Iba cobrando interés el coloquio cuando se detuvo un carruaje a la puerta, y Mary Davis, la ama de casa, irrumpió acezante para anunciar que Oscar Wilde había venido a visitarlo antes de retornar a Londres

     No ha olvidado sus años de periodista y de tipógrafo en Brooklyn. Por un momento, el entrevistador quería ver en él al dandi que visitaba cafés y teatros en New York, con una flor en el ojal; o al viajero infatigable, al amigo del conductor de autobuses y de los trabajadores portuarios. Mostraba aún la fortaleza del carpintero, en Long Island, donde le asaltó la idea de escribir “Hojas de Hierba”. Conservaba la ternura del ayudante de enfermería que cuidaba a los heridos en la Guerra de Secesión.

     Vivía en una casita de madera comprada con la octava edición de “Hojas de Hierba”. Recibía allí a intelectuales, artistas, periodistas y fotógrafos. Andaba por los 65 años de edad. Llegó en la calesa que le habían regalado discretamente para que pudiera pasearse por Camden olvidando las dolencias. Descendió con el aplomo jupiterino que conservaba desde los cuarenta años: melena abundosa bajo el sombrero, barba blanca bifurcada; mirada penetrante y afable. Condujo al reportero hacia el estudio, adonde llegaba el ruido de los trenes y el olor de los abonos.

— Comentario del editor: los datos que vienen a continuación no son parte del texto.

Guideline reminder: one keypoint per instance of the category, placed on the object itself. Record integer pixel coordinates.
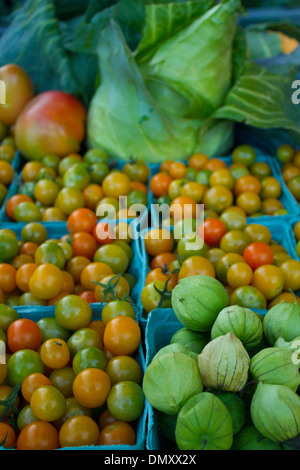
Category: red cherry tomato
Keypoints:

     - Háblenos de la rebeldía –inició la conversación el entrevistador.
     - A los estados todos y a cada uno de ellos; a las ciudades de cada estado: / Resistid mucho, obedeced poco. / Cuando la obediencia no se cuestiona, cuando se cae en la esclavitud completa/ no hay nación, estado o ciudad de este mundo / que recobre su libertad.
     - Era una rebeldía compatible con su amor al pueblo.   
     - Oigo cantar a América; tonadas variadas oigo. / La de los mecánicos alegres y fuertes; / la del carpintero, que entona la suya mientras mide las tablas y las vigas; / la del albañil que canta la suya aprestándose a trabajar o a dejar ya el trabajo; / la del botero que canta a cuanto le pertenece en el bote y la del estibador que canta en la cubierta del vapor; / la del zapatero que canta al sentarse ante su banco y la del sombrerero, que entona de pie la suya (…).
     - Estos versos enardecían la fe en la democracia.
     - He aquí la cena servida a todos por igual. He aquí la carne para el natural apetito. /Es para los malvados como para los intachables. A todos invito. / No desdeñaré a uno solo ni le abandonaré: / la mujer prostituida, el que pide prestado, el ladrón, son mis invitados. / El esclavo de labios gruesos es mi invitado (…).
     - ¿Quién era en realidad Walt Whitman?
     -  Taño mi plectro bárbaro sobre los techos del mundo. / El último chaparrón del día se contiene para esperarme. /Arroja mi imagen tras la del resto y leal como el que más en la selva sombría, / me atrae hacia la neblina y el crepúsculo. / Me alejo como el aire. Sacudo mis blancos rizos ante el sol fugitivo en remolinos y los arrastro entre andrajos. / Entrégome al lodo, para luego crecer de la hierba que amo (…).
     - ¿No significaba asumir el papel de Dios?
     - Oigo y contemplo a Dios en todos los objetos, aunque no lo entiendo en absoluto. / Ni entiendo cómo puede haber alguien más encantador que yo (…) / Veo algo de Dios a cada hora de las veinte y cuatro y a cada momento pues, / en los rostros de hombres y mujeres, veo a Dios; y también en mi propia cara reflejada en el espejo.   
     - La vida y la muerte fueron sus obsesiones.
     - ¡Mirad este estiércol! ¡Miradlo bien / Quizá cada una de sus larvas formó alguna vez parte de un ser enfermo; pero mirad: / La hierba primaveral cubre los prados; / las habichuelas se abren paso sin ruido por el mantillo del jardín; / la delicada lanza de la cebolla hiende el aire (…).
¿Has sobrepasado a los demás? ¿Eres el Presidente? Eres nada. Más de uno llegará donde estás y más lejos aún, lo cual no les impedirá morir.

     Iba cobrando interés el coloquio cuando se detuvo un carruaje a la puerta, y Mary Davis, la ama de casa, irrumpió acezante para anunciar que Oscar Wilde había venido a visitarlo antes de retornar a Londres.